* Nissan rises to 2-month high on earnings outlook, brokerage’s target hike * Rubber makers fall as oil prices rise By Ayai Tomisawa TOKYO, Feb 10 (Reuters) – Japan’s Nikkei share average fell on Tuesday morning as Greece’s rejection of its bailout terms fuelled concerns over the prospect of fresh turmoil in the euro zone, but Nissan Motor Co outperformed on rosy forecasts.

The Nikkei fell 0.7 percent to 17,589.35 in mid-morning trade after rising 0.4 percent on Monday.

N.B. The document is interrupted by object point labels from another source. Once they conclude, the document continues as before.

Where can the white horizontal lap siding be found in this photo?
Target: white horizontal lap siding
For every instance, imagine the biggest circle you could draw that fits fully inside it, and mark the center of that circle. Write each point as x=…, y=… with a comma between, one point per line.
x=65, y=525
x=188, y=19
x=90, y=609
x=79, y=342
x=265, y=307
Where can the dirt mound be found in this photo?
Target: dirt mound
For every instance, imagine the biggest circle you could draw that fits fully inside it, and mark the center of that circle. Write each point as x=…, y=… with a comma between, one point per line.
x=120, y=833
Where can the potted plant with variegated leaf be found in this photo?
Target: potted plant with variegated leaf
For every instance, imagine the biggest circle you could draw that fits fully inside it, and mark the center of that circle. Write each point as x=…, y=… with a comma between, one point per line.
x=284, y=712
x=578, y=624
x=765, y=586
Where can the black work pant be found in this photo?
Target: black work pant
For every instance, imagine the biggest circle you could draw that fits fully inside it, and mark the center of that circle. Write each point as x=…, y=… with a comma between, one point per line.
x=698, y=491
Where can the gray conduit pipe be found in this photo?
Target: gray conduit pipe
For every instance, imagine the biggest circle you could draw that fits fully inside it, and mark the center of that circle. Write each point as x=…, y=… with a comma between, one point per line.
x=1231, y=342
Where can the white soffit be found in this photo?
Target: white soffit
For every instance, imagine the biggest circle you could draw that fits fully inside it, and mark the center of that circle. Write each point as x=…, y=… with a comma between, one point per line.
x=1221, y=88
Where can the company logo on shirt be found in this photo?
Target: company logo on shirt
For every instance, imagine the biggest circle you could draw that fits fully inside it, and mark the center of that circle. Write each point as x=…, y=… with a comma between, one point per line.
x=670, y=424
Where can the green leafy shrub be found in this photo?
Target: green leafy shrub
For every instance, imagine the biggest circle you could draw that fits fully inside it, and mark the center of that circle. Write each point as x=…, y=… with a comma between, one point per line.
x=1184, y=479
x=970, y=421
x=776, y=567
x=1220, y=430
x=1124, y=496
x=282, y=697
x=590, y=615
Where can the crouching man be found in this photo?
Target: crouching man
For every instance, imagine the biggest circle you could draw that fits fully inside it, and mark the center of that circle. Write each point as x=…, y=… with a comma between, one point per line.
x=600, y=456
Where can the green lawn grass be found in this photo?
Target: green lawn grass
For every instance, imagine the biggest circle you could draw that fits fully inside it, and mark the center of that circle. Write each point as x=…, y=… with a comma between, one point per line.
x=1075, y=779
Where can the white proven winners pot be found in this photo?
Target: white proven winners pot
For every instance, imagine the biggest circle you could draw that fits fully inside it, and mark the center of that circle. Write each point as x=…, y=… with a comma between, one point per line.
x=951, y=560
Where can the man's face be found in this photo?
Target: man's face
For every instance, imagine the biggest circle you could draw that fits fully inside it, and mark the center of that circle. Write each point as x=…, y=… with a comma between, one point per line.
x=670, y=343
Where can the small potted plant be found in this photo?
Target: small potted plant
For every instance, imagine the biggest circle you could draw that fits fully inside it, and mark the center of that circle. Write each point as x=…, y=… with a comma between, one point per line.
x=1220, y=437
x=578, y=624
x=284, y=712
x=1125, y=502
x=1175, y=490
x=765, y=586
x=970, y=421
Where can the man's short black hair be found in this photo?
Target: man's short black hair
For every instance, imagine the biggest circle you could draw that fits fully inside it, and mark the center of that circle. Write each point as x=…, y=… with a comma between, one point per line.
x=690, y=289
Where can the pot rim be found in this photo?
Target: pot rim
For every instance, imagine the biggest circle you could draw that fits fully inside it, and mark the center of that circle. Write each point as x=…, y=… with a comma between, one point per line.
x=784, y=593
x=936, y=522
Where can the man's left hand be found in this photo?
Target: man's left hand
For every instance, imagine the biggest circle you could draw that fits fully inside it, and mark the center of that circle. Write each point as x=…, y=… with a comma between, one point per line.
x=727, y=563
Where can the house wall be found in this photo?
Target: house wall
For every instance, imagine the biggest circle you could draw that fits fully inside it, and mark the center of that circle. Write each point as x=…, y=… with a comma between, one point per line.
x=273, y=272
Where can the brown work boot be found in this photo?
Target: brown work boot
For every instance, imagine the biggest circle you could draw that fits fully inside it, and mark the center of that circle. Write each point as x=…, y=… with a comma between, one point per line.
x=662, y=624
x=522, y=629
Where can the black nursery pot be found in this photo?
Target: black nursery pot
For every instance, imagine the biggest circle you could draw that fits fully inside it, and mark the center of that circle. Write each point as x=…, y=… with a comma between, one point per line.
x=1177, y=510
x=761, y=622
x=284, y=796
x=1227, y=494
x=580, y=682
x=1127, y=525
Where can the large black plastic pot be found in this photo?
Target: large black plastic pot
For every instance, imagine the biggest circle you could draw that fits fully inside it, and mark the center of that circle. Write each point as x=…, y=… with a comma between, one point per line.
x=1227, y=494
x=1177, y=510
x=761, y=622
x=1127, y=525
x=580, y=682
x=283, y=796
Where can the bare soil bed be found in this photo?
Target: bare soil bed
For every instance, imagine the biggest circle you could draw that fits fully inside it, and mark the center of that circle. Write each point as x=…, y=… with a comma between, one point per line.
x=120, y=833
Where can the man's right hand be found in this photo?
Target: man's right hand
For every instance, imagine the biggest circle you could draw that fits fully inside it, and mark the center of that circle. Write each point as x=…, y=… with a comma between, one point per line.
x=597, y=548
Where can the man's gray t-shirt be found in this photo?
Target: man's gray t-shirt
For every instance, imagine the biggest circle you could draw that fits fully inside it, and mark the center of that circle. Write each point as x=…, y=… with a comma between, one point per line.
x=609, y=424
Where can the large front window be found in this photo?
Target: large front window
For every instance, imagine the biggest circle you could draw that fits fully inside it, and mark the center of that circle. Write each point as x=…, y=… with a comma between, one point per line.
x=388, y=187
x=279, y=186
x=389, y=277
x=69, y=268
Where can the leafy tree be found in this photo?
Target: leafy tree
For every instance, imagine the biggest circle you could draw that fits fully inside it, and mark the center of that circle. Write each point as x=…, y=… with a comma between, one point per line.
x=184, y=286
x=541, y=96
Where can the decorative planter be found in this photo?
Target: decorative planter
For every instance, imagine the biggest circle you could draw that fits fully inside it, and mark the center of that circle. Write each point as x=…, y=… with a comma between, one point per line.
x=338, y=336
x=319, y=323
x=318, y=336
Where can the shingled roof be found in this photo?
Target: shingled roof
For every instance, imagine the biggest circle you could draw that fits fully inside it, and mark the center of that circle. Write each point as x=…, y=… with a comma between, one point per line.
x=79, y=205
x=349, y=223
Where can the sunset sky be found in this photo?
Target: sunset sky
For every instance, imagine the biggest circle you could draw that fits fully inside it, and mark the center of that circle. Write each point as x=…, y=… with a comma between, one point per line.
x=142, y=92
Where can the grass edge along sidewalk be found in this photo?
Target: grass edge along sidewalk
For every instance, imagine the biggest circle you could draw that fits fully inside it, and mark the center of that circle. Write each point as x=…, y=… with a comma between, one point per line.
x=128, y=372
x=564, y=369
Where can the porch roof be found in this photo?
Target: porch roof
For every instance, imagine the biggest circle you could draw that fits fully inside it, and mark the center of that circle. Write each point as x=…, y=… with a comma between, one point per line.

Greece’s Prime Minister Alexis Tsipras ruled out any extension of its international bailout on Sunday and announced moves to reverse some of the reforms imposed by its lenders.

“Investors are risk averse because of the Greece situation,” said Shigemitsu Tsuruta, senior strategist at SMBC Friend Securities.

But he added that losses should be limited as companies such as Nissan which impressed the market with good earnings and high dividend yields are in demand.

Nissan soared 4.4 percent to a two-month high of 1,111 yen after it raised its profit forecast for what is already set to be its best year since 2008.

Nomura Securities raised the automaker’s target price to 1,500 yen from 1,400 yen, maintaining a ‘buy’ rating.

Nissan’s dividend yield stands at 2.98 percent, versus the Nikkei average yield of 1.45 percent.

After the market’s two-day gains, 23 out of Topix’s 33 subsectors are in negative territory on Tuesday. As oil prices rose, rubber makers underperformed, with Bridgestone Corp and Yohohama Rubber Co both falling 1.2 percent.

Oil jumped for a third straight session on Monday as OPEC forecast greater demand for crude this year than previously thought and projected reduced supply from countries outside the producer group.

Exporters were weaker as the dollar eased to 118.54, giving back about a third of Friday’s 1.4 percent rally to 119.23.

Advantest Corp dropped 2.3 percent and Panasonic Corp shed 0.6 percent.

The broader Topix dropped 0.3 percent to 1,420.63 and the JPX-Nikkei Index 400 also fell 0.3 percent to 12,873.27.